Now, there’s a headline I never thought I would write.
Nor did I ever think I would get an email from my boss at The Post-Star a few months ago about how editorial cartoons depicting Adolf Hitler and Nazi references “might be best avoided” in newspapers.
But I really didn’t think the name of one of time’s most notorious fascists would be brought up by Sean Spicer — in a positive light.
The White House press secretary’s unintentional but poorly-organized argument that even Hitler wasn’t as bad as Syrian President Bashar al-Assad sent waves of disbelief throughout the nation.
“You had someone who was despicable as Hitler who didn’t even sink to using chemical weapons,” Spicer said during a briefing last week, referring to Assad’s chemical attack on Syrian civilians two weeks ago.
Yes, Hitler never used chemical weapons on the battlefield, but he used them to exterminate 6 million Jews, homosexuals, gypsies and disabled people in inhumane concentration camps.
Oops.
Spicer was quickly corrected by the press pool and, amazingly, still tried to create a point out of that reference, even though he knew he was too far gone for any logic to come out of it. He has apologized repeatedly for the comments since.

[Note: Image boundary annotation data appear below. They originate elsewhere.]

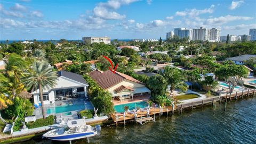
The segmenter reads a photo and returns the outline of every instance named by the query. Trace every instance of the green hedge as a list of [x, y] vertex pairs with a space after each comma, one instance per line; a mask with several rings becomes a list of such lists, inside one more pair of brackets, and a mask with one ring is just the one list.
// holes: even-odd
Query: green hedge
[[53, 124], [54, 121], [54, 116], [51, 115], [48, 116], [47, 117], [46, 117], [46, 118], [45, 119], [43, 119], [43, 118], [37, 119], [35, 122], [29, 122], [26, 125], [27, 125], [27, 127], [28, 127], [28, 128], [30, 129], [33, 129], [33, 128], [52, 125]]
[[86, 118], [92, 118], [93, 116], [93, 111], [92, 110], [83, 110], [79, 112], [79, 114], [80, 115], [80, 117], [83, 117], [83, 116], [85, 116]]

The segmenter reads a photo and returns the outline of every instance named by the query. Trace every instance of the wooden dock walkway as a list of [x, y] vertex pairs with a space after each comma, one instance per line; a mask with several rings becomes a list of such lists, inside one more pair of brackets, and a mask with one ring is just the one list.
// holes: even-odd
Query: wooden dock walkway
[[[237, 98], [243, 98], [243, 97], [248, 97], [249, 96], [252, 96], [254, 97], [255, 95], [255, 89], [248, 89], [246, 90], [243, 90], [242, 92], [237, 91], [236, 93], [230, 94], [227, 93], [226, 95], [221, 95], [221, 96], [214, 96], [210, 98], [207, 98], [205, 99], [193, 101], [192, 102], [188, 102], [186, 103], [181, 103], [176, 104], [174, 105], [173, 108], [172, 106], [165, 106], [163, 108], [156, 108], [153, 107], [149, 109], [149, 111], [145, 110], [143, 111], [132, 111], [130, 113], [115, 113], [112, 114], [110, 115], [113, 122], [116, 123], [117, 126], [118, 123], [124, 123], [125, 124], [125, 122], [134, 121], [134, 122], [139, 122], [143, 125], [143, 122], [153, 120], [154, 121], [154, 118], [156, 115], [159, 115], [161, 117], [161, 115], [164, 113], [166, 113], [167, 115], [170, 112], [172, 112], [172, 114], [174, 114], [174, 111], [179, 112], [180, 113], [182, 113], [182, 111], [185, 109], [191, 108], [192, 111], [193, 108], [196, 107], [201, 106], [202, 108], [204, 107], [205, 105], [211, 104], [212, 106], [217, 101], [220, 104], [221, 102], [227, 103], [230, 101], [231, 100], [236, 100]], [[225, 109], [226, 109], [225, 105]], [[152, 118], [151, 116], [154, 115], [154, 118]], [[151, 117], [151, 118], [150, 118]], [[140, 118], [140, 120], [139, 120]], [[138, 122], [137, 121], [138, 120]]]

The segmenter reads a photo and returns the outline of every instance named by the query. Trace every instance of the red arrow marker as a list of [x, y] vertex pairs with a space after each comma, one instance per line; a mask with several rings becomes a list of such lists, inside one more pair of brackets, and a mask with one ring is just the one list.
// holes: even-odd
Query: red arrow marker
[[[114, 65], [113, 65], [113, 63], [112, 63], [112, 61], [111, 61], [110, 59], [109, 59], [109, 58], [107, 57], [107, 56], [103, 56], [103, 57], [104, 57], [104, 58], [105, 58], [106, 59], [107, 59], [109, 62], [109, 63], [110, 63], [111, 64], [111, 66], [112, 66], [112, 69], [111, 69], [110, 67], [108, 67], [108, 69], [109, 70], [110, 70], [110, 71], [114, 73], [116, 73], [116, 69], [117, 68], [117, 66], [118, 66], [118, 64], [117, 63], [116, 65], [116, 66], [115, 66], [115, 69], [114, 69]], [[114, 71], [113, 70], [113, 69], [114, 69]]]

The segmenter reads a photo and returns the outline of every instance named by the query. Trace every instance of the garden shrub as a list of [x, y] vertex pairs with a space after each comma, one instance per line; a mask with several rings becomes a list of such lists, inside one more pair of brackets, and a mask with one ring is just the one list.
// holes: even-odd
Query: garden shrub
[[93, 111], [90, 109], [83, 110], [79, 112], [79, 115], [81, 118], [82, 118], [83, 116], [85, 116], [86, 118], [92, 118], [93, 116]]
[[29, 122], [26, 125], [27, 127], [29, 129], [33, 129], [38, 127], [42, 127], [47, 125], [52, 125], [54, 122], [54, 116], [53, 115], [50, 115], [46, 118], [39, 118], [36, 120], [35, 122]]

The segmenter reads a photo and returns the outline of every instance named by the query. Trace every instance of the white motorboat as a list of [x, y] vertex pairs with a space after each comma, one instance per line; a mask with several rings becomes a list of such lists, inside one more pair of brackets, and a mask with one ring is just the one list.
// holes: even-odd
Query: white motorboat
[[71, 141], [83, 138], [87, 138], [99, 134], [101, 127], [97, 125], [92, 127], [86, 125], [84, 118], [68, 121], [67, 128], [59, 128], [51, 130], [43, 135], [49, 139], [57, 141]]

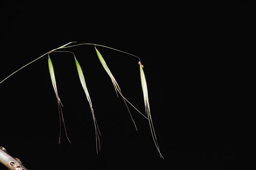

Yes, one of the world’s most evil men has had an odd presence in the current political climate. During the rise of Donald Trump, many have foolishly labeled him as the second coming of Hitler, attempting to connect dots between his words and actions and that of Germany’s most brutal dictator as a way of providing context.
For whatever reason, we love to make a habit of using figures or images from history to illustrate current ones. We do it all the time. We think a really good young basketball player is going to be “the next” Michael Jordan or that a president is going to be “the next” Ronald Reagan.
Given Hitler’s extreme name recognition, it makes it easy to compare him to any person even slightly viewed as an ambitious strongman.
But we need to give it a rest. We currently have no reason to make any comparisons between Hitler and Trump or Assad or anyone. Until Trump tries to violently overthrow the government, spends time in prison for it, grants himself power to act without constitutional limitations, revokes citizenship of a significant portion of the nation’s population, enforces martial law in the streets, attempts to extinguish an entire religion and begins a world war that kills 60 million people, I think it’s safe to say he is not Hitler. You can argue he is a demagogue. You can even argue that he is a fascist. But he is not Hitler.
Some might admit that much, but acknowledge that even any signals of similarities between the two are terrifying. Trump’s attempts at an immigration ban on six Muslim countries is entirely un-American, had absolutely no warrant to even be considered and should be condemned. But that simply doesn’t equate to building camps solely for the purpose of sending millions of innocent people to die. We are not living in 1939 Germany.
For his part, the Syrian president is clearly a member of the modern bad guy club, but declaring that any action he takes is worse than Hitler, as Spicer did, is as absurd as can be. Assad doesn’t need to be compared to anyone. Just like Hitler, he exists on his own plane of maliciousness.
But using Hitler as a comparison isn’t just absurd. It’s dangerous.
We all know the popular saying from George Santayana: “Those who cannot remember the past are condemned to repeat it.” While not repeating history is undoubtedly the most important reason for why we study it in the first place, perhaps the second most important reason is so we do not repeat it incorrectly.
And that’s what we do when we use Hitler to describe anything, save for Hitler himself. While being cautious about another Hitler-type figure — or anything close — coming to power in this world is absolutely justified and necessary, we must also be careful not to overuse the token of Hitler, and what he stood for, to the point that it becomes diluted over time.
We can’t have children generations from now growing up first learning about Hitler as the name their parents used to describe a U.S. president. That kind of distortion could arguably make the emergence of another Hitler more likely. It’s not good enough that we simply remember the past. We have to understand it.
It’s no different than when in 2006, then-Sen. Hillary Clinton said that the Republicans were operating the House of Representatives “like a plantation.”
That is, of course, preposterous.
And like Spicer, Clinton realized very quickly how much of a mistake that was.
As we all must. We need to understand that the correlations we make to Hitler or plantations are simply inappropriate, wrong, arrogant and should be merely academic. They are both their own dark and unfortunate chapters in the human race that we don’t have the luxury of tossing around repeatedly like a game of dodgeball. It is important history. And in cases like these, it is best to keep history as such.